By combining the silver with a little bit of aluminum, the team found that it was possible to produce exceptionally thin, smooth layers of silver that are resistant to tarnishing. They applied an anti-reflective coating to make one thin metal layer up to 92.4 percent transparent.
In addition, the team showed that the silver coating could guide light about 10 times as far as other metal waveguides. And they layered the silver films into a metamaterial hyperlens that could create dense patterns with feature sizes a fraction of what is possible with ordinary ultraviolet methods, on silicon chips for instance.
Screens of all stripes need transparent electrodes to control which pixels are lit up, but touchscreens are particularly dependent on them. A modern touchscreen is made of a transparent conductive layer covered with a non-conductive layer. It senses electrical changes where a conductive object – such as a finger – is pressed against the screen.
“The transparent conductor market has been dominated to this day by one single material,” said L. Jay Guo, a professor of electrical engineering and computer science.
This material, indium tin oxide, is projected to become expensive as demand for touchscreens continues to grow; there are relatively few known sources of indium, said Guo. “Before, it was very cheap. Now, the price is rising sharply.”
The ultrathin film could make silver a worthy successor.
The project started when Guo and his students were exploring how nanopatterns in silver can generate color by selectively reflecting light. Silver could produce red and green but not the shorter blue wavelengths. Aluminum could, but it absorbs too much light. So the team tried to get the best of both worlds by combining aluminum with silver.
Cheng Zhang, a recent doctoral graduate in electrical engineering and computer science who now works as a post-doctoral researcher at National Institute of Standards and Technology (NIST), made an aluminum-silver film and showed the results to Guo. The film was thin enough to be transparent and an electron microscope image showed it to be much smoother than a pure silver film.
“Once Cheng showed me that this can produce a very smooth, thin film, I decided to work on this instead,” said Guo.
Usually, it’s impossible to make a continuous layer of silver less than 15 nanometers thick, or roughly 100 silver atoms.

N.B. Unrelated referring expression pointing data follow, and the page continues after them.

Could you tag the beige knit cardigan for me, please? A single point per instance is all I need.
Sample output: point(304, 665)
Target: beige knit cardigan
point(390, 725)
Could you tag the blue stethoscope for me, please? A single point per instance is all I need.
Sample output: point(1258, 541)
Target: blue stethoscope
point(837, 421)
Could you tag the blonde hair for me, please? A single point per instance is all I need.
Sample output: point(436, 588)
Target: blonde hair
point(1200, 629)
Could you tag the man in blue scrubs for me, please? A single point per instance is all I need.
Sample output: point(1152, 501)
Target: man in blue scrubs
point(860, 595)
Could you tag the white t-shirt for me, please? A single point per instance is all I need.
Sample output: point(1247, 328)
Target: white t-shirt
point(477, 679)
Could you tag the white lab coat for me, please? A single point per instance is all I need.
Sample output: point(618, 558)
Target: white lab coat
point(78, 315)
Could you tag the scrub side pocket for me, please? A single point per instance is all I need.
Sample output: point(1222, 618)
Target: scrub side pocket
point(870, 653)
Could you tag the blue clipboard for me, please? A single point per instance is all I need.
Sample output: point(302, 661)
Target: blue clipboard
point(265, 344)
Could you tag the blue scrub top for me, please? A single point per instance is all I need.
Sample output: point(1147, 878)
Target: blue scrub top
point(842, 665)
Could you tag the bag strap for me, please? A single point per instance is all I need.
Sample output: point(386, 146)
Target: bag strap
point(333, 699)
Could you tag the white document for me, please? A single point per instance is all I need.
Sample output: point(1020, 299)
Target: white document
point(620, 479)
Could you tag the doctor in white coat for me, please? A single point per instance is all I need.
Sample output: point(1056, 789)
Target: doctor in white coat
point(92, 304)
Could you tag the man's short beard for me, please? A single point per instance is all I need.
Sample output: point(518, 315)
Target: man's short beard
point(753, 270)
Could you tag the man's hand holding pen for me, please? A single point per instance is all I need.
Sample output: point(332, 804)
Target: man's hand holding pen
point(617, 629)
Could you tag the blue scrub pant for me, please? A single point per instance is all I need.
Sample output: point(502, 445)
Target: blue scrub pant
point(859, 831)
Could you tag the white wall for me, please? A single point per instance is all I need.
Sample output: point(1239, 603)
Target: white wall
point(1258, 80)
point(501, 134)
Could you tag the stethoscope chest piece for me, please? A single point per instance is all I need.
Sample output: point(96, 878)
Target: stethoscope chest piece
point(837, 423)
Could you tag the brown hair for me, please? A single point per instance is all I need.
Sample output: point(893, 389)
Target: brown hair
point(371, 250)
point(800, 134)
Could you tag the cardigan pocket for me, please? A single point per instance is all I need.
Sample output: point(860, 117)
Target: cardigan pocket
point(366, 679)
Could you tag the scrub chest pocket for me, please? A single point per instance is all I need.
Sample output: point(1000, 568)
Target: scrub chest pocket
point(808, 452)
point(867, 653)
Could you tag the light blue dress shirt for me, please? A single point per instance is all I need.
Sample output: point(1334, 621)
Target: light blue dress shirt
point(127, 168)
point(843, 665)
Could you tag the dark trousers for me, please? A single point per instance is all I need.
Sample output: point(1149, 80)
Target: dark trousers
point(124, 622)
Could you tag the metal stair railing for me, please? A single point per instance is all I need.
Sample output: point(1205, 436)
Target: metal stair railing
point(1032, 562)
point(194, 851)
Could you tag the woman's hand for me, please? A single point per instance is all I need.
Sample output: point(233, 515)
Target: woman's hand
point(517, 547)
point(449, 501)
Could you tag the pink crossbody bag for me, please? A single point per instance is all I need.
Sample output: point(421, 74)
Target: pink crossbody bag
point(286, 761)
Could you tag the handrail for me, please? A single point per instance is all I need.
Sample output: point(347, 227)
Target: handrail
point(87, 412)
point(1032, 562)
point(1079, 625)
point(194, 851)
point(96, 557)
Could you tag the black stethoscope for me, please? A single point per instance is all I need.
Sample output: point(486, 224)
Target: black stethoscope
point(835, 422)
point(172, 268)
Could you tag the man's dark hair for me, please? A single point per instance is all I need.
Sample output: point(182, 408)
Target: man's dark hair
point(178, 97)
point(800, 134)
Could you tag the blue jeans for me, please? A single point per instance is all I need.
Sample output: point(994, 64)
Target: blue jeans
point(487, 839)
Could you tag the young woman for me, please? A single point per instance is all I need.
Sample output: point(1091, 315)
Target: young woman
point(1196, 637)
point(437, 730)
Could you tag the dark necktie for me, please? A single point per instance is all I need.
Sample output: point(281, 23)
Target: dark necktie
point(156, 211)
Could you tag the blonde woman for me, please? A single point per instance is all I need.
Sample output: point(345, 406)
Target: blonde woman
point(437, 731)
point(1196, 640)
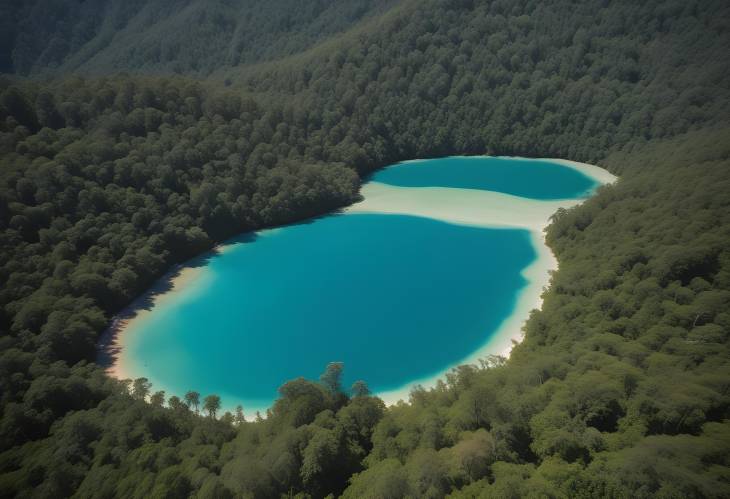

Silver has a tendency to cluster together in small islands rather than extend into an even coating, Guo explained.
By adding about six percent aluminum, Zhang coaxed the metal into a film of less than half that thickness – seven nanometers. What’s more, when they exposed it to air, it didn’t immediately tarnish as pure silver films do. After several months, the film maintained its conductive properties and transparency. And it was firmly stuck on – pure silver comes off glass with Scotch tape.
The team believes that the aluminum is responsible for these improvements. It attaches strongly to the oxygen in glass, anchoring the silver. Once the film is exposed to air, extra aluminum migrates toward the surface to bind with oxygen there. Guo believes that the oxidized aluminum forms a network over the silver surface, blocking more oxygen from binding to the silver. The network also keeps the silver from clumping up when exposed to heat.
In addition to their potential to serve as transparent conductors for touchscreens, the thin silver films offer two more tricks, both having to do with silver’s unparalleled ability to transport visible and infrared light waves along its surface. The light waves shrink and travel as so-called surface plasmon polaritons, showing up as oscillations in the concentration of electrons on the silver’s surface.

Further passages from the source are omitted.